More than just driving
“A lot of my customers are pretty shocked at how interesting and how fun the education portion actually is. We take everybody through a 15-minute safety briefing and then about a 30- to 40-minute briefing on tanks, why we have them, the history of tanks and some basics about the vehicles they’re going to experience. And a lot of people tell me that was the best part of the day. They almost get an adrenaline rush out of learning about things.”
Mark 10 Chieftain Main Battle Tank
“The next vehicle on our list is a Mark 10 Chieftain Main Battle Tank. It weighs in at 121,000 pounds. It tows a 120-millimeter main gun, the L11, which holds the world record for the longest tank kill of 5,300 meters when it was fitted on a Challenger 1 in the first Gulf War. As you can see, there’s a rather large thermal illuminator on the side of the turret, and that’s going to throw out thermal light that the naked eye cannot see but your thermal sighting systems can. So, basically, in dead night, to the crew, the world is daylight.”
“Something unique to Chieftains and most British tanks is their horseman-style suspension. As you can see, all of the suspension components are on the outside of the vehicle, and that gives more room inside of the vehicle. It also uses a walking beam so that, when it goes over objects, it helps distribute the weight more evenly, which makes it work really good for crushing cars.”
The Sherman Tank
“And the last vehicle we’ll look at today is our M4A2E8 Sherman Medium. It has a 76-millimeter main gun. The idea behind the high-velocity cannon was to engage armored targets. Interesting piece of equipment the other vehicles also lack is the hull-mounted machine gun. The Sherman also has a 50-caliber machine gun on the top of the turret because, throughout World War II, a 50-caliber machine gun was an effective way to shoot down aircraft.”
The best part of the job
“I think one of the most thrilling or exciting parts of the job is when somebody comes and they look at this equipment and they get excited because of the equipment or their experience, and they had no idea. They’ll say, ‘I thought I was just going to come and drive a tank around, and there’s so much more to it.’ And they’re into that.

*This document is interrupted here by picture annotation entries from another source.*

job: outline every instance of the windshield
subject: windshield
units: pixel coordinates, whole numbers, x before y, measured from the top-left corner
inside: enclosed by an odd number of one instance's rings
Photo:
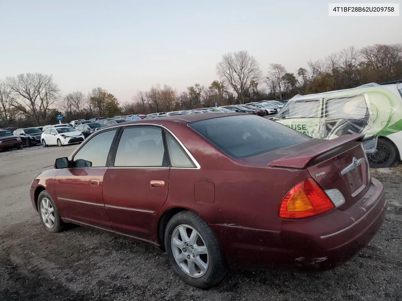
[[[0,137],[7,137],[12,136],[12,133],[10,131],[0,131]]]
[[[87,125],[91,128],[103,128],[104,126],[106,126],[106,124],[104,124],[103,123],[98,123],[98,122],[89,124]]]
[[[234,158],[255,156],[310,139],[286,126],[255,116],[214,118],[189,126]]]
[[[26,128],[24,130],[25,134],[42,134],[42,131],[39,128]]]
[[[277,117],[282,119],[318,118],[320,101],[319,99],[313,99],[288,102],[281,110],[283,112]]]
[[[66,133],[68,132],[75,132],[75,130],[73,130],[71,128],[58,128],[55,129],[59,134],[61,133]]]

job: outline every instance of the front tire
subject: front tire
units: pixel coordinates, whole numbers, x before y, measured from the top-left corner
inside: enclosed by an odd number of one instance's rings
[[[64,223],[59,215],[51,197],[46,190],[41,192],[38,197],[38,212],[46,231],[55,233],[63,230]]]
[[[188,284],[207,289],[224,277],[226,265],[219,242],[206,222],[194,212],[182,211],[169,221],[164,243],[170,264]]]
[[[398,150],[391,141],[379,137],[377,140],[375,153],[367,154],[371,168],[387,168],[395,166],[399,160]]]

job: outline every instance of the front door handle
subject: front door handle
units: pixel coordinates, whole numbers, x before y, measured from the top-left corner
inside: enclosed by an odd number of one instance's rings
[[[165,181],[152,181],[150,183],[151,188],[164,188]]]
[[[91,179],[89,180],[89,185],[91,186],[98,186],[99,180],[97,179]]]

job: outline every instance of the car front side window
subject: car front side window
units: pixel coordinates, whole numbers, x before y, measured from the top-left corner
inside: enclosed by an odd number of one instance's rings
[[[88,140],[74,156],[72,167],[105,167],[117,131],[115,129],[104,132]]]

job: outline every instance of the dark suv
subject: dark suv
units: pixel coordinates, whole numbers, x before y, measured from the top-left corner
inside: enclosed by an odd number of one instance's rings
[[[14,131],[14,134],[16,136],[19,136],[23,143],[27,147],[41,143],[42,131],[37,128],[18,128]]]
[[[0,149],[22,149],[22,148],[21,138],[13,135],[12,133],[8,130],[0,130]]]

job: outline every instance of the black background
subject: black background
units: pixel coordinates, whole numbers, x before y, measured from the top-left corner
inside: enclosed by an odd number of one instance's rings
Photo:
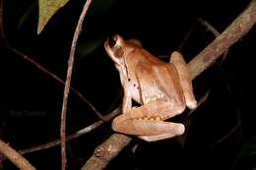
[[[18,27],[21,16],[32,3],[32,0],[5,1],[6,39],[13,47],[65,79],[72,35],[85,2],[71,0],[39,35],[36,35],[36,3],[31,15]],[[119,33],[124,38],[139,39],[143,47],[156,56],[169,55],[178,49],[194,27],[180,50],[189,62],[215,38],[197,19],[208,21],[222,32],[248,3],[248,0],[115,0],[110,8],[102,11],[100,4],[104,3],[96,0],[93,1],[86,17],[79,43]],[[255,152],[255,144],[250,142],[255,139],[256,130],[253,118],[255,37],[254,28],[229,49],[222,66],[213,65],[193,81],[197,99],[210,87],[212,92],[191,118],[183,146],[177,139],[146,142],[135,138],[107,169],[252,169],[255,154],[249,155],[248,150]],[[0,45],[0,138],[16,149],[57,140],[63,85],[7,49],[2,39]],[[102,43],[89,55],[78,56],[72,85],[102,114],[113,110],[121,101],[118,73]],[[186,119],[181,116],[179,121]],[[97,120],[87,104],[77,95],[70,94],[67,134]],[[239,128],[217,143],[237,125],[237,121],[240,121]],[[79,169],[93,154],[94,148],[111,134],[110,124],[106,123],[68,142],[67,168]],[[132,152],[135,144],[139,145]],[[59,169],[60,147],[29,153],[26,158],[38,169]],[[4,169],[15,169],[8,161],[3,165]]]

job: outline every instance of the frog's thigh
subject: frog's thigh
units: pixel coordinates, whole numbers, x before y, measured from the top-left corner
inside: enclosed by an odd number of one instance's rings
[[[177,69],[180,84],[186,100],[186,105],[191,109],[196,108],[197,101],[193,93],[192,80],[190,78],[183,56],[179,52],[174,51],[170,56],[170,63],[172,63]]]
[[[154,135],[154,136],[139,136],[140,139],[147,142],[156,142],[160,140],[169,139],[175,136],[182,135],[185,131],[185,127],[182,124],[171,123],[171,127],[169,127],[169,132],[165,132],[164,134]]]

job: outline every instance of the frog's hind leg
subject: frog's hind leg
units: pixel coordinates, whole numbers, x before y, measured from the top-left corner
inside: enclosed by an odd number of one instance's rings
[[[188,72],[187,65],[183,59],[183,56],[179,52],[174,51],[170,56],[170,63],[175,66],[178,72],[180,84],[186,100],[186,105],[190,109],[196,108],[197,101],[193,93],[192,80],[190,78],[190,74]]]
[[[182,124],[178,123],[168,123],[168,132],[160,135],[153,135],[153,136],[139,136],[140,139],[147,142],[156,142],[160,140],[165,140],[172,137],[180,136],[184,133],[185,127]]]

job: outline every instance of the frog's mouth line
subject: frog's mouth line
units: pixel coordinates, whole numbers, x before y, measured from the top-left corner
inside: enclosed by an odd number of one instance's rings
[[[114,35],[111,38],[107,39],[107,43],[108,43],[110,48],[113,48],[116,45],[116,41],[117,41],[117,36],[116,35]]]

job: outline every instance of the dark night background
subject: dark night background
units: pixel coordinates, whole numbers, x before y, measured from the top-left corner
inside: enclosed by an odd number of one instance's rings
[[[105,1],[93,1],[80,35],[72,80],[72,85],[103,114],[121,101],[118,73],[102,46],[107,36],[119,33],[124,38],[137,38],[156,56],[169,55],[194,27],[180,50],[188,62],[214,39],[198,24],[198,18],[223,31],[249,3],[249,0],[108,0],[109,5]],[[37,4],[33,0],[5,0],[6,39],[65,79],[72,35],[84,3],[70,0],[36,35]],[[212,91],[193,116],[187,118],[184,113],[177,118],[191,121],[184,145],[180,139],[146,142],[134,138],[107,169],[256,168],[255,33],[254,27],[229,49],[222,66],[213,65],[193,81],[197,99],[210,87]],[[88,51],[92,46],[95,50]],[[3,39],[0,39],[0,138],[16,149],[59,139],[63,85],[7,49]],[[70,94],[68,135],[97,120],[87,104]],[[238,128],[222,140],[235,126]],[[69,142],[67,169],[80,169],[94,148],[112,133],[110,123],[106,123]],[[139,145],[133,152],[135,144]],[[60,146],[25,157],[37,169],[60,169]],[[2,165],[2,169],[16,169],[9,161]]]

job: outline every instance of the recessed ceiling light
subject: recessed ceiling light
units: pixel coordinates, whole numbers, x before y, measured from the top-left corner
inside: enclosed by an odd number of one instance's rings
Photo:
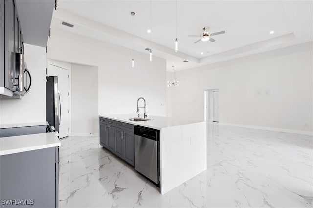
[[[67,27],[74,27],[74,25],[73,24],[70,24],[70,23],[68,23],[68,22],[66,22],[65,21],[62,21],[62,24],[63,25],[67,26]]]

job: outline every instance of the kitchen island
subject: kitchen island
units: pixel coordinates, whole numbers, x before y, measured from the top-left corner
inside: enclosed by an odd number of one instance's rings
[[[128,119],[138,117],[138,114],[99,117],[100,144],[133,166],[135,160],[133,156],[134,150],[132,150],[134,146],[134,127],[159,131],[159,185],[162,194],[206,169],[206,125],[204,121],[155,116],[148,116],[146,119],[149,120],[142,121]],[[112,135],[117,135],[115,141],[110,141],[110,139],[101,141],[103,138],[101,134],[104,132],[110,134],[109,131]],[[120,138],[126,143],[119,155],[119,152],[117,150],[120,143]],[[106,138],[107,139],[107,137]],[[110,142],[112,145],[110,146]]]

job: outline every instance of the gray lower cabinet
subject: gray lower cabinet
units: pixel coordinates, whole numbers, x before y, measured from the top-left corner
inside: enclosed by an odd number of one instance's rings
[[[99,128],[100,144],[106,148],[108,146],[108,131],[107,131],[107,128],[106,125],[100,122]]]
[[[115,128],[111,125],[107,125],[107,131],[108,131],[108,149],[115,151]]]
[[[58,208],[59,147],[0,156],[1,208]]]
[[[115,128],[115,154],[122,159],[124,159],[125,155],[125,142],[124,140],[124,133],[123,129]]]
[[[100,119],[100,145],[133,166],[134,166],[134,125],[127,123]]]
[[[124,160],[133,166],[135,165],[134,134],[134,132],[124,131],[125,143]]]

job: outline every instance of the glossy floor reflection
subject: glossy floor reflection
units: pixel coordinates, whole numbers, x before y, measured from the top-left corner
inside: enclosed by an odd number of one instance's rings
[[[161,195],[97,137],[70,137],[60,146],[60,207],[312,208],[312,140],[208,124],[207,170]]]

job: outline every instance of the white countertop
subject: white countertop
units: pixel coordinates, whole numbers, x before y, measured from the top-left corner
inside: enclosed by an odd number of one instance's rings
[[[143,114],[141,114],[141,116],[143,116]],[[137,118],[138,114],[99,115],[99,117],[106,118],[109,119],[111,119],[158,130],[161,130],[162,128],[168,128],[170,127],[177,126],[203,121],[190,119],[176,119],[171,117],[149,115],[148,115],[146,118],[151,119],[150,121],[134,122],[126,119],[131,118]]]
[[[35,126],[38,125],[47,125],[46,121],[20,123],[16,124],[0,124],[0,128],[16,128],[19,127]]]
[[[0,138],[0,155],[60,146],[55,132]]]

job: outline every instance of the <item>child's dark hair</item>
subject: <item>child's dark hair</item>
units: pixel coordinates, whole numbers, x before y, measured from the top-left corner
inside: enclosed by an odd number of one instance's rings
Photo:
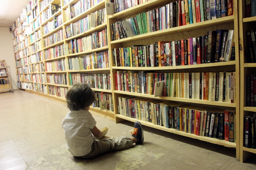
[[[70,110],[78,110],[90,106],[94,102],[94,93],[88,84],[76,83],[67,92],[66,99],[68,108]]]

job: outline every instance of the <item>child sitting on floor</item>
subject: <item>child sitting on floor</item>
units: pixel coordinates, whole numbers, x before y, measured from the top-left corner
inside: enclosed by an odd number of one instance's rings
[[[67,92],[66,98],[70,111],[63,120],[62,127],[68,150],[72,155],[90,158],[109,151],[129,148],[134,143],[143,142],[143,130],[138,121],[134,124],[130,137],[95,140],[95,137],[101,136],[102,132],[96,127],[96,121],[89,111],[94,97],[93,90],[85,83],[76,84]]]

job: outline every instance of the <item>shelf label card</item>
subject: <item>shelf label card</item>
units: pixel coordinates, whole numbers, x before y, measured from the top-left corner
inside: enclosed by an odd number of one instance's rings
[[[96,26],[96,14],[91,13],[91,27],[94,27]]]
[[[128,37],[130,37],[133,36],[133,34],[132,34],[132,32],[131,31],[131,26],[129,23],[129,22],[124,21],[123,21],[124,25],[125,27],[125,29],[126,30],[126,32],[127,33],[127,35]]]
[[[100,110],[107,110],[108,108],[108,103],[107,100],[100,102]]]
[[[158,81],[155,83],[155,92],[154,96],[155,97],[162,96],[164,81]]]
[[[68,55],[68,46],[67,44],[63,44],[64,46],[64,55]]]
[[[114,3],[111,2],[106,2],[106,8],[107,15],[114,14]]]

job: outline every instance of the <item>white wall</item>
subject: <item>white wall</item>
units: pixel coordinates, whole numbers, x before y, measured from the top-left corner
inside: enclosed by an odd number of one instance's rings
[[[17,89],[16,66],[13,51],[12,36],[8,27],[0,27],[0,60],[5,60],[10,66],[11,75],[12,87]]]

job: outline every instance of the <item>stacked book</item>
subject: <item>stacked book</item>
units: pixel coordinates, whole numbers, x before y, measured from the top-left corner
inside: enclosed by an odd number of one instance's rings
[[[66,59],[61,59],[56,61],[45,63],[46,71],[65,71]]]
[[[49,85],[49,93],[52,95],[60,97],[61,98],[66,98],[66,94],[68,91],[68,88],[55,86]]]
[[[249,30],[246,32],[247,48],[247,59],[248,63],[256,63],[256,31]]]
[[[234,31],[217,30],[207,35],[147,46],[112,49],[113,65],[126,67],[185,65],[235,60]]]
[[[94,13],[96,14],[95,27],[106,22],[107,18],[105,14],[105,11],[104,8]],[[87,17],[81,19],[75,23],[71,23],[70,25],[66,27],[66,38],[74,36],[91,29],[91,15],[88,15]]]
[[[236,73],[155,73],[117,71],[117,90],[155,94],[156,82],[163,81],[162,96],[235,103]]]
[[[52,84],[67,84],[66,74],[48,74],[46,79],[47,83]]]
[[[108,104],[107,110],[114,111],[112,94],[104,92],[95,92],[94,95],[95,100],[94,103],[93,103],[93,107],[99,107],[100,102],[107,101]]]
[[[69,70],[79,70],[109,68],[108,51],[94,52],[68,59]]]
[[[246,106],[256,107],[256,75],[246,76]]]
[[[235,109],[224,110],[131,96],[117,99],[118,113],[125,116],[236,143]]]
[[[62,44],[48,49],[44,50],[44,59],[50,59],[64,55],[64,47]]]
[[[52,44],[63,40],[63,30],[60,30],[58,32],[52,34],[44,40],[44,47],[47,47]]]
[[[112,40],[232,15],[232,6],[231,0],[177,1],[111,24],[112,34],[118,35]]]
[[[107,27],[100,32],[79,39],[72,39],[68,43],[69,54],[85,52],[108,45]]]
[[[87,84],[91,88],[111,90],[110,73],[70,74],[70,85],[77,82]]]
[[[252,116],[245,117],[244,146],[246,148],[256,149],[255,123],[256,112],[254,112],[254,115]]]

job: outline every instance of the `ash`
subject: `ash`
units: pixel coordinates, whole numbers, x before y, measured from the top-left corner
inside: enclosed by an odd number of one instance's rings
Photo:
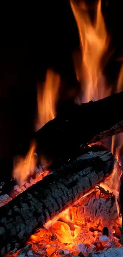
[[[37,230],[23,248],[15,249],[10,254],[12,257],[108,257],[118,251],[122,254],[118,228],[121,218],[115,198],[99,186],[93,190],[63,212],[57,220]]]

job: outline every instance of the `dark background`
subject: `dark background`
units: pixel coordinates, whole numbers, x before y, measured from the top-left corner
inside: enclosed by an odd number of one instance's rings
[[[102,9],[112,36],[110,47],[115,49],[105,70],[111,83],[121,64],[116,60],[123,53],[123,11],[121,1],[107,2],[102,0]],[[79,39],[69,2],[31,4],[1,4],[0,161],[18,153],[34,131],[37,81],[44,80],[48,67],[60,74],[63,95],[71,87],[78,88],[72,53]]]

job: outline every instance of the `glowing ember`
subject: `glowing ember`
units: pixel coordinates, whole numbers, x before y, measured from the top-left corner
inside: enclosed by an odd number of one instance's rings
[[[56,218],[58,220],[45,224],[48,229],[41,229],[31,237],[27,244],[33,243],[32,254],[44,251],[43,256],[60,256],[82,251],[85,256],[121,246],[114,236],[120,234],[121,221],[115,198],[100,186]]]
[[[84,1],[79,1],[78,3],[71,0],[70,3],[78,27],[82,53],[81,67],[75,69],[77,78],[84,91],[80,102],[98,100],[107,95],[106,89],[102,88],[99,90],[99,87],[100,87],[103,83],[104,85],[101,61],[109,42],[101,12],[101,1],[99,0],[95,7],[93,24],[89,8]]]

“I’ve had local customers show me pictures of an American APC and wonder why the people are on top of it. The reality was, it wasn’t safe to be inside of them because, when they got hit by an RPG, the 113’s aluminum armor would melt, so they’d sit on top of them. That way, when they got hit by an RPG, they’d be blown clear.
“And, when you have a customer that says this in front of the other customers, all of a sudden the weight of the equipment that we have here is more valuable to you because you realize you’re standing next to a person who’s life was changed with this stuff, and it’s here. It’s alive. You’re going to touch it. You’re going to drive it, and you’re going to experience it.
“I don’t care who you are. If you’re not fascinated by tanks, you’re doing something wrong.”